The EU both expresses and expands the 21st-century crisis of democracy. It doesn’t unite the peoples of Europe; it weakens them, nation by nation, diluting their democratic authority and reducing them in many instances to people governed for their own good rather than by their own consent. When EU elitists and their media backers speak of being anti-borders or post-borders, they aren’t expressing a genuine internationalist sentiment; they’re expressing disdain for what is inside those borders, for the popular sovereignty that is expressed by a nationally collated people. It isn’t really borders they hate so much as the will of the peoples constituted within them.

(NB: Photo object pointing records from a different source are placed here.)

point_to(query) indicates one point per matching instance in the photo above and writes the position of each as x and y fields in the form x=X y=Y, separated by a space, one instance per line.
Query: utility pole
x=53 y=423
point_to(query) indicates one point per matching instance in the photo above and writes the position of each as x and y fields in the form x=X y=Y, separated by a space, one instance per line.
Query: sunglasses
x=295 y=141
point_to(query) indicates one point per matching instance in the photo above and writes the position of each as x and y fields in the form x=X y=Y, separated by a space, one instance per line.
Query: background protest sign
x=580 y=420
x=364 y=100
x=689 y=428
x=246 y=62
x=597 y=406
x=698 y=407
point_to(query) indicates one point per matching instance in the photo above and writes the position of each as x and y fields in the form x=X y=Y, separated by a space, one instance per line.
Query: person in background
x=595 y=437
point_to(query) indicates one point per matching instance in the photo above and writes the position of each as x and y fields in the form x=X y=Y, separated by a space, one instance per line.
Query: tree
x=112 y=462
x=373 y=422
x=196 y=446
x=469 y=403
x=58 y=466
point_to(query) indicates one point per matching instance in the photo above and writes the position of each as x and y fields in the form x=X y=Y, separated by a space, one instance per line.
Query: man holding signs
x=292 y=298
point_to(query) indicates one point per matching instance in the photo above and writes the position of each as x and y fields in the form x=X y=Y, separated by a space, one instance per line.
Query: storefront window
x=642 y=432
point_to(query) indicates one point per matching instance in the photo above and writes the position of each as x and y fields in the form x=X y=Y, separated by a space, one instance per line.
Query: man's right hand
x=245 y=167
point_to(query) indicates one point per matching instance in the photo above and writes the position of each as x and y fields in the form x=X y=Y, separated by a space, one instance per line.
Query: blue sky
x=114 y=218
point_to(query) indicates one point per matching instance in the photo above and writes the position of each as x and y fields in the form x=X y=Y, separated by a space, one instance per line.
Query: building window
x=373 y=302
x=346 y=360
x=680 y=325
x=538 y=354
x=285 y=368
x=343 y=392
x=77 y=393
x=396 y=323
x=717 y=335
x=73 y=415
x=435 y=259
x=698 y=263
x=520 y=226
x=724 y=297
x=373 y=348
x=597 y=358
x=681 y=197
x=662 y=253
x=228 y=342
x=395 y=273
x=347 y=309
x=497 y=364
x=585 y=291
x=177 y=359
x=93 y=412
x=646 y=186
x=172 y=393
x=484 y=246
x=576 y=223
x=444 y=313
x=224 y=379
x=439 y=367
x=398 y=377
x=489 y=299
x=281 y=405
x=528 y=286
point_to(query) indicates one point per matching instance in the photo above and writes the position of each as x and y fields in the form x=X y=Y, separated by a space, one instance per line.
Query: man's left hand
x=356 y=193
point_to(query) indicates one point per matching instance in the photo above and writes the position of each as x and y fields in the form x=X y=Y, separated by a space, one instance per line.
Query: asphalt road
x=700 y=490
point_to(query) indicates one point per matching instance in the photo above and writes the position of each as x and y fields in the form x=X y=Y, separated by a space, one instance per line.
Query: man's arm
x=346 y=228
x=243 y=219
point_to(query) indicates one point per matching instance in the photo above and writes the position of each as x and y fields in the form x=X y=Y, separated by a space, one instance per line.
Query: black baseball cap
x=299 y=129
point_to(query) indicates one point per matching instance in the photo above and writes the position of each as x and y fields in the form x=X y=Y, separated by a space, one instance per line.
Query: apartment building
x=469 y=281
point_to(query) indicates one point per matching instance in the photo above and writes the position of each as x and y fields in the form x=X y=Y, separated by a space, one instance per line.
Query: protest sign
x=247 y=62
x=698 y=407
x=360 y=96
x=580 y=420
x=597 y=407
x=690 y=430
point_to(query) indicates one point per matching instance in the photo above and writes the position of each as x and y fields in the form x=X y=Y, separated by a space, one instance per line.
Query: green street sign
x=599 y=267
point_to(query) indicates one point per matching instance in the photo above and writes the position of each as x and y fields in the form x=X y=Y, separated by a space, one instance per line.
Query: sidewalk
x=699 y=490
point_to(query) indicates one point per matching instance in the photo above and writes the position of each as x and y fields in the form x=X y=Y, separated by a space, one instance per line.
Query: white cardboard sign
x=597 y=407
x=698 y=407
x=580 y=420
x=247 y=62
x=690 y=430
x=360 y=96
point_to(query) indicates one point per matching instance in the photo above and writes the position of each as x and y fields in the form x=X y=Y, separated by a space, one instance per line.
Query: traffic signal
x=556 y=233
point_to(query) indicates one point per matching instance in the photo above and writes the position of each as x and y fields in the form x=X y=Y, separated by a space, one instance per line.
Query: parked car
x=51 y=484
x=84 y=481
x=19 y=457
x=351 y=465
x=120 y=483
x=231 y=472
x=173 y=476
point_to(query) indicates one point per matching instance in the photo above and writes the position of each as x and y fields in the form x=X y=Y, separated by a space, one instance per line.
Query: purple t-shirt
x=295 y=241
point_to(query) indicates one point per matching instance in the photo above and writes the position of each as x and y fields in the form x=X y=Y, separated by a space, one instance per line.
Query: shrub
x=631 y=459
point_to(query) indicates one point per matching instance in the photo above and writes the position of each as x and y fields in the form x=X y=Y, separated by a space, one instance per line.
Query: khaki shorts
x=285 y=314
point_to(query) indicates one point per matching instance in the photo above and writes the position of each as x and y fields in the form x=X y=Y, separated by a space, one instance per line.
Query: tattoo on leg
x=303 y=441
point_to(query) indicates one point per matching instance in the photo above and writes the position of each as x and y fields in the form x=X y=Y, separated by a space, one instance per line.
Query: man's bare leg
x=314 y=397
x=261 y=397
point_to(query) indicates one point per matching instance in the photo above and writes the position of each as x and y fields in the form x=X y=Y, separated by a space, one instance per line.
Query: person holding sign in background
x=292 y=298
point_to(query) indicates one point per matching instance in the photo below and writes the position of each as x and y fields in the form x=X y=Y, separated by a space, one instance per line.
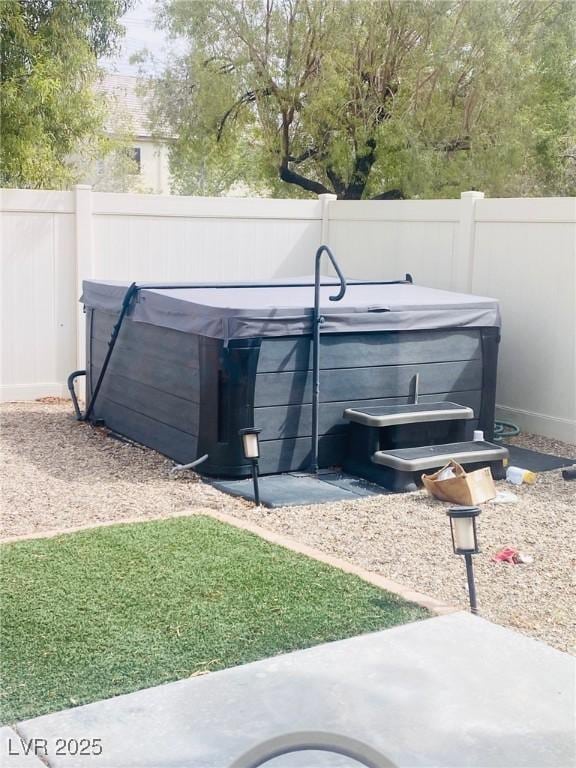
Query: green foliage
x=363 y=97
x=48 y=108
x=104 y=612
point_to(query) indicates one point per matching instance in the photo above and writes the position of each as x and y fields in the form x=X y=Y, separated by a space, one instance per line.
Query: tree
x=371 y=98
x=48 y=107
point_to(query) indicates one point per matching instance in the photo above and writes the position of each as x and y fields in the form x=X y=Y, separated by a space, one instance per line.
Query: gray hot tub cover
x=243 y=312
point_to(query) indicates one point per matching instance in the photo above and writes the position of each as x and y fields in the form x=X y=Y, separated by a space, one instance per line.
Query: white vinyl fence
x=521 y=251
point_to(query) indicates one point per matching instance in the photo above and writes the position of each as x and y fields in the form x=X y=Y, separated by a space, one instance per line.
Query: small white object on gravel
x=60 y=474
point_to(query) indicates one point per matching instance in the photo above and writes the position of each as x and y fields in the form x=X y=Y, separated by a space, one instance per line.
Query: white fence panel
x=525 y=255
x=385 y=239
x=520 y=251
x=167 y=238
x=37 y=279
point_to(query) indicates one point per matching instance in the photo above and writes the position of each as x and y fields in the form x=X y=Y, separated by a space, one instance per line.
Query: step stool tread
x=429 y=456
x=388 y=415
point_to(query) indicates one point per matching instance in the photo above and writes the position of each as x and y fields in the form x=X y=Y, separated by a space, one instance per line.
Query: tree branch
x=290 y=177
x=390 y=194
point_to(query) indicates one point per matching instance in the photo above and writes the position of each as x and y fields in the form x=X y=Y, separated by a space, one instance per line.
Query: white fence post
x=84 y=261
x=464 y=266
x=325 y=201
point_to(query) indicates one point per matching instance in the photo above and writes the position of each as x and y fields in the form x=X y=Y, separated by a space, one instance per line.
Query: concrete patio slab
x=453 y=691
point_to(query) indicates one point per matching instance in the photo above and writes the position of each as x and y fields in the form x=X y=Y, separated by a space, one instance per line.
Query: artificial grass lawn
x=91 y=615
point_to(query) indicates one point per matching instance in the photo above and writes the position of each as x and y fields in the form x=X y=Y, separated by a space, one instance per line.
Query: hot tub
x=193 y=365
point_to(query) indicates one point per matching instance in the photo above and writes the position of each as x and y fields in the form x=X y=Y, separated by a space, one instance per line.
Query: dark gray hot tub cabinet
x=193 y=366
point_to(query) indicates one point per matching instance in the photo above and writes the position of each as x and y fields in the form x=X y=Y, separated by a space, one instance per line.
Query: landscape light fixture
x=465 y=542
x=251 y=448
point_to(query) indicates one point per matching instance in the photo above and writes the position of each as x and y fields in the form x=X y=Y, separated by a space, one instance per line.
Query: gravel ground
x=60 y=474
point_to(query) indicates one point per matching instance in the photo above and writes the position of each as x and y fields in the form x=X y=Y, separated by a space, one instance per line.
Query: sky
x=141 y=33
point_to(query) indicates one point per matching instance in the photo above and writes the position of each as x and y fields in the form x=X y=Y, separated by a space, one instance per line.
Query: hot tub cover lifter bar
x=134 y=288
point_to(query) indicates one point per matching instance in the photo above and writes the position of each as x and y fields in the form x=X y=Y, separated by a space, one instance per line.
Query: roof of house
x=125 y=100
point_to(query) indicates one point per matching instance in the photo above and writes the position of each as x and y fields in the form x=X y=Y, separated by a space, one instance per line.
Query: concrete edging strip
x=436 y=607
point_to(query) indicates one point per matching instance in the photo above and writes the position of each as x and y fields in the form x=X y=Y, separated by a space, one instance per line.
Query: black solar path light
x=465 y=542
x=251 y=448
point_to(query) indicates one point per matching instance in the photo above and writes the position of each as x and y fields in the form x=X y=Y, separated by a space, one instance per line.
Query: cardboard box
x=462 y=488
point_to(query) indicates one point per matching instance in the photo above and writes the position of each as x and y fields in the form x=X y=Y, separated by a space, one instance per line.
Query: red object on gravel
x=506 y=555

The EU is a deeply conservative, even reactionary project. This can be seen in the arguments of both the rightists and leftists who are defending it pre-referendum. From the right, David Cameron warns of the ‘uncertainty’ of leaving the EU, claiming it would be a ‘leap into the dark’. From the liberal-left, Fintan O’Toole praises the EU’s ‘inner pessimist’, how it acts as a ‘pessimistic counterweight’ to what he imagines is the ‘insane optimism’ of the old pro-growth, pro-risk agenda. It is precisely the pessimism of the EU – its fear of the unpredictable people, its disdain for uncertainty, its opposition to big economic or social leaps forward – which makes us at spiked bristle. Some of us like the idea of leaping into the unknown, taking a risk, trusting the people, and more importantly trusting ourselves to win people over to our point of view. For us, for those of us branded ‘insanely optimistic’, the EU is indeed a counterweight: a heavy, brutish counterweight around the neck of progress, democracy and the future.
spiked’s message in the coming months will be a positive one. We will leave it to the official Remain and Leave camps to ratchet up fear about terrorism, job losses, financial insecurity and so on in their cynical stab to win votes. Our case to the public will be more optimistic, though hopefully not ‘insanely optimistic’: If you think people should determine their political destinies, vote Leave. If you are optimistic about the future, vote Leave. If you prefer the adventure of uncertainty over the dull predictability of expert-delivered diktats, vote Leave. If you prefer politics to be lively and unpredictable rather than paper-pushing and aloof, vote Leave. If you love democracy, leave the EU.
Brendan O’Neill is editor of spiked.